I found myself leaning forward during the entire show—I was, in fact, on the edge of my seat. I had trouble hearing CK clearly. To be fair, I was in that gilded balcony of theirs, which made me feel miles away from the stage. But still! I can appreciate CK wanting to perform in a storied theatre, and I can only imagine how great his view from the stage must have been. But still! There’s something about watching stand-up in such a grand space—it seems to contradict the basic tenets of constructing a comic space. But CK is such a big draw, he has to perform somewhere. It’s quite the dilemma (for me).
I’ve seen comics perform in large rooms before. I saw Seinfeld in a big theater in Denver a few years back. I recently saw John Mulaney at NYU’s Skirball Center. Both times I laughed. Hard. But nothing beats seeing a great comic work a small room. It’s roughly the same feeling you get seeing a great band in a dive bar. It’s cramped. And personal. You can see and hear every misstep as the performer works through a set, sometimes well before it’s ready to be recorded for posterity. It’s this auratic quality that (for me) is at the heart of watching stand-up. And now I’m so accustomed to the tight quarters of a New York comedy club that the idea of sitting more than 15 feet away from a performer seems, well, wrong.

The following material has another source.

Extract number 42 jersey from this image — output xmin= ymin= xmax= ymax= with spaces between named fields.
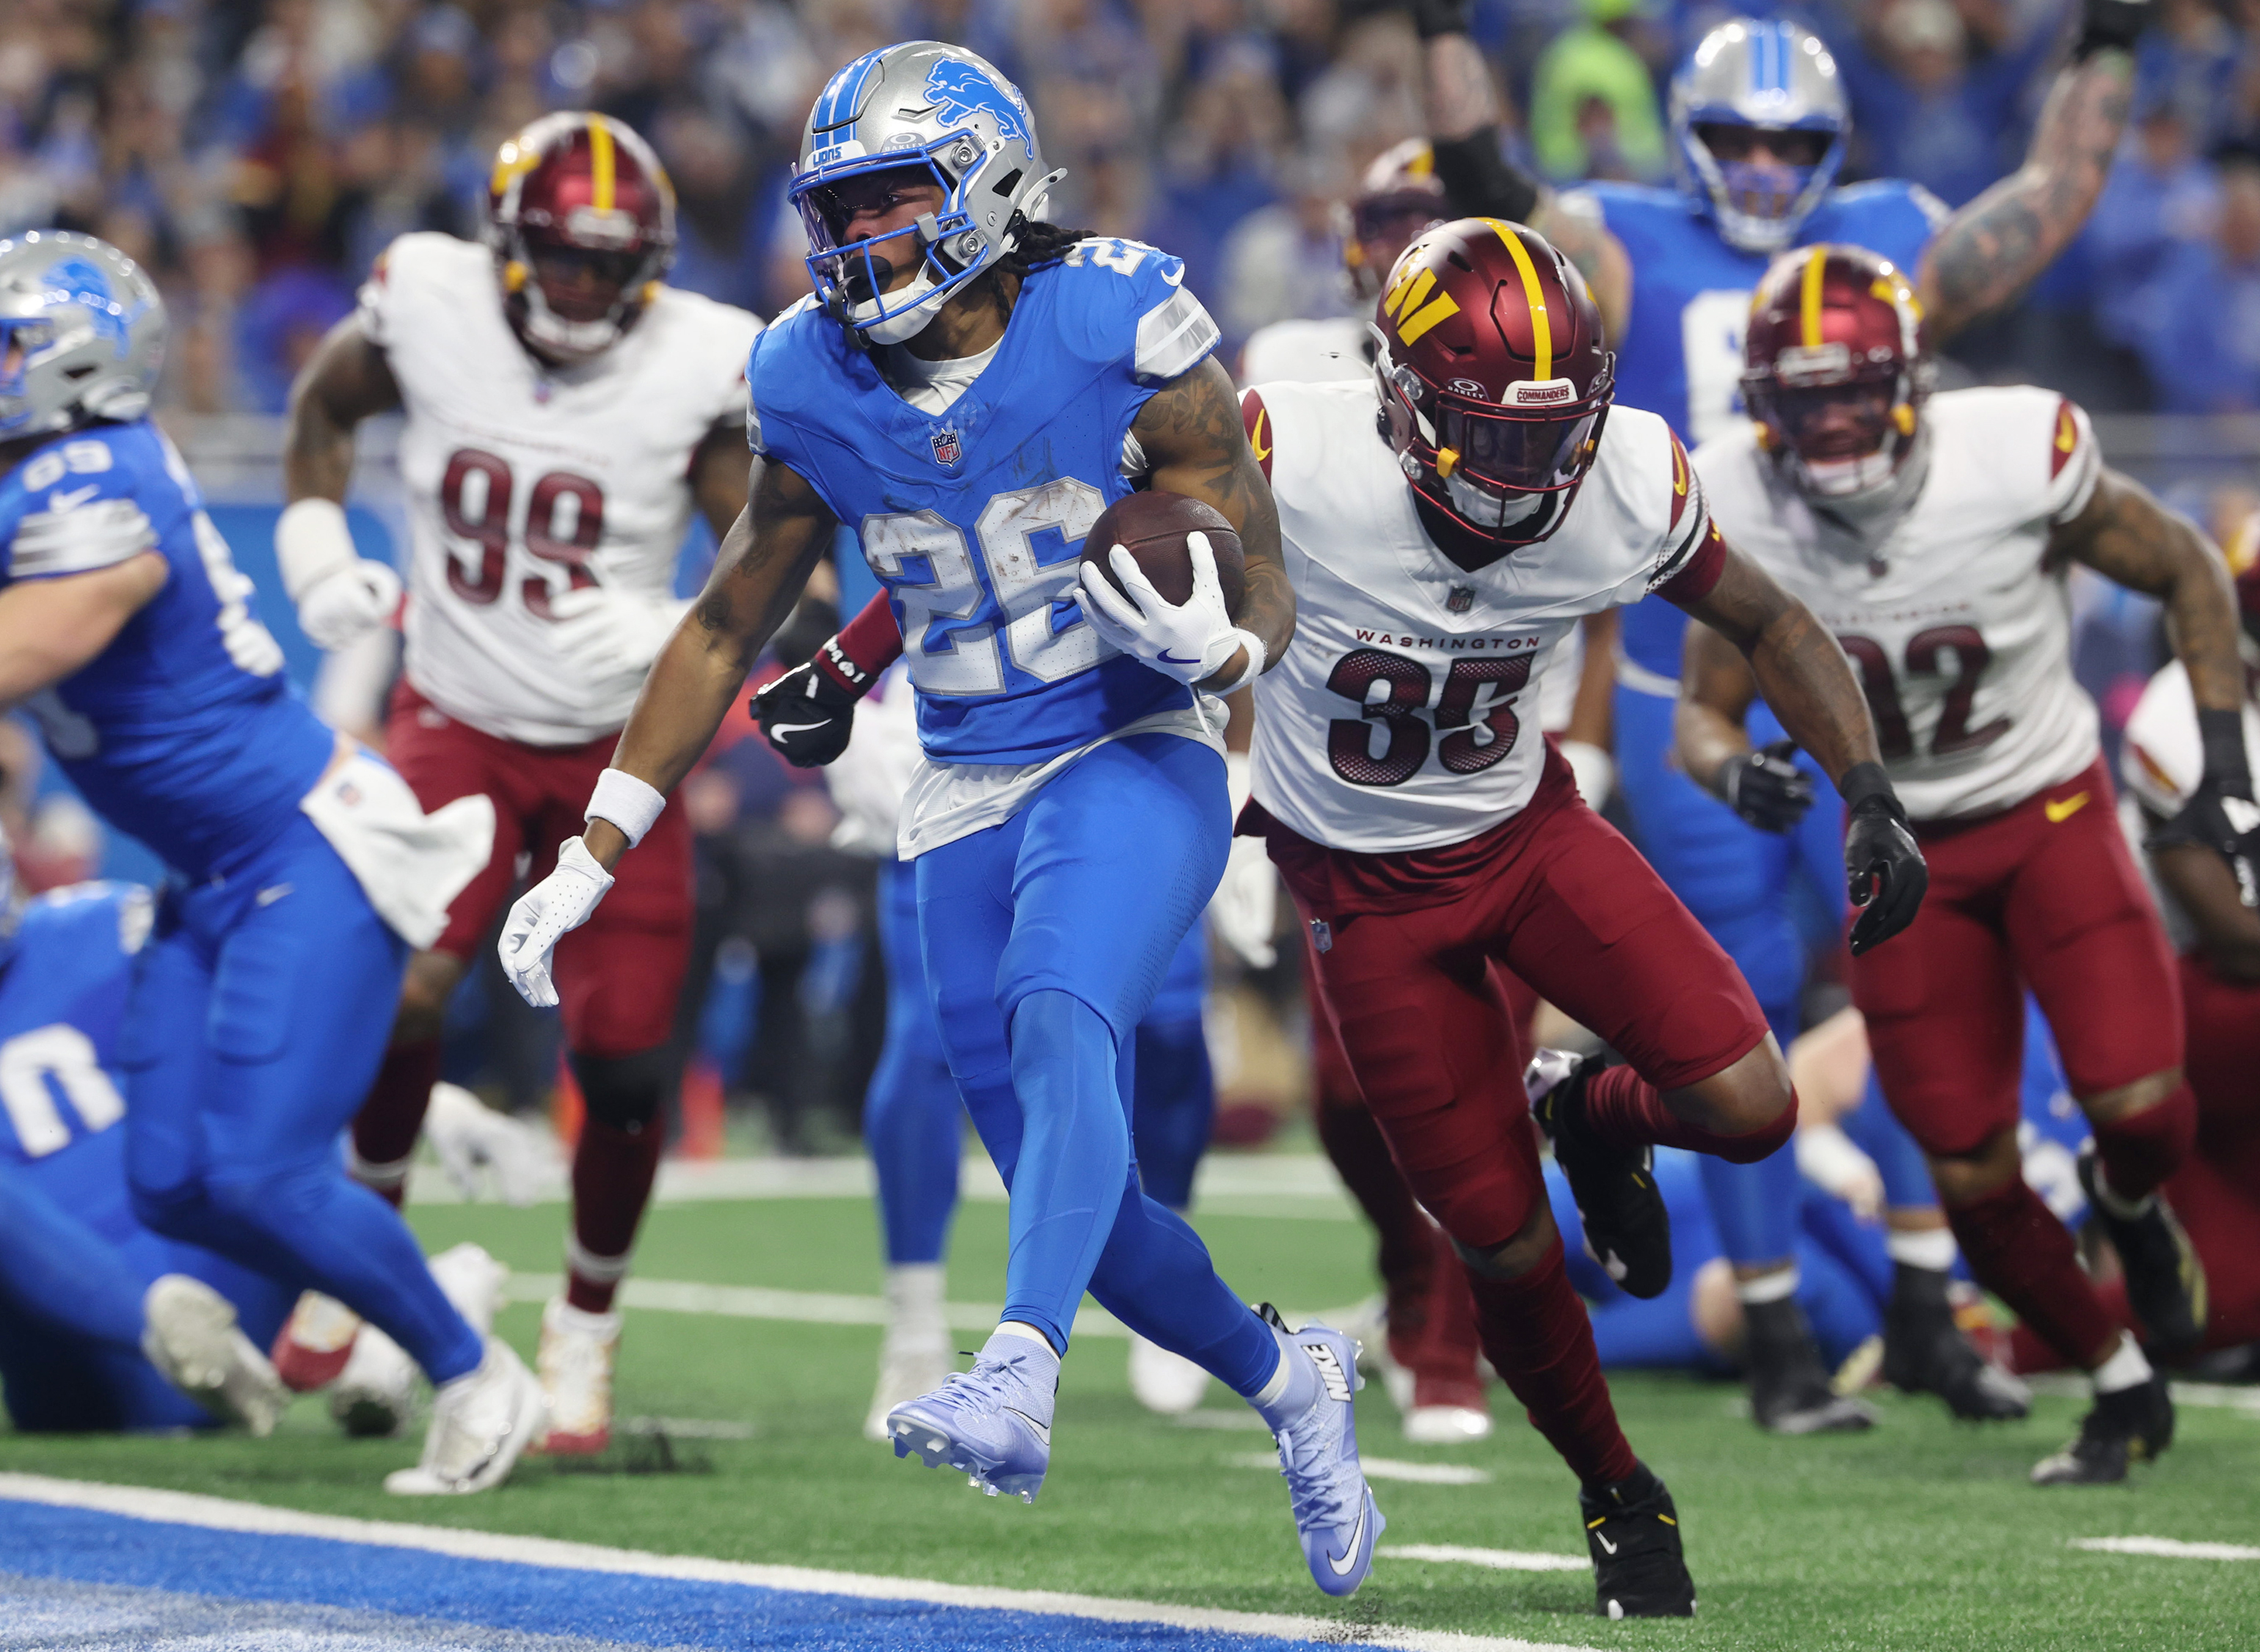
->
xmin=1243 ymin=379 xmax=1720 ymax=854
xmin=1692 ymin=385 xmax=2103 ymax=822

When you get right down to it, expressing a preference for an intimate venue over a large theatre is much like thinking about the difference between watching live and recorded performances. What are the defining qualities of the live and recorded performance? What is present in one and missing from the other? Which is the most pure iteration of a performance—the live concert or the edited production? I would prefer the live, intimate experience (who wouldn’t?), but given the choice between the back of a large theatre and re-watching “Chewed Up” on Netflix I might just choose the latter—aura be damned. The value of liveness only goes so far, even when you’re seeing one of your favorites.
I can’t be sure that anyone else shared my misgivings about seeing stand-up in a large theatre. Or that many others were watching as closely. I do know that my expectations of a stand-up show are particular. And while I’m always vaguely concerned about taxing my interest in stand-up by reading it too closely, I don’t plan on stopping anytime soon. Maybe I’ll head to the Cellar for a fix.
*This short list includes a handful of other comics not mentioned-some I’ve seen, others I have yet to see.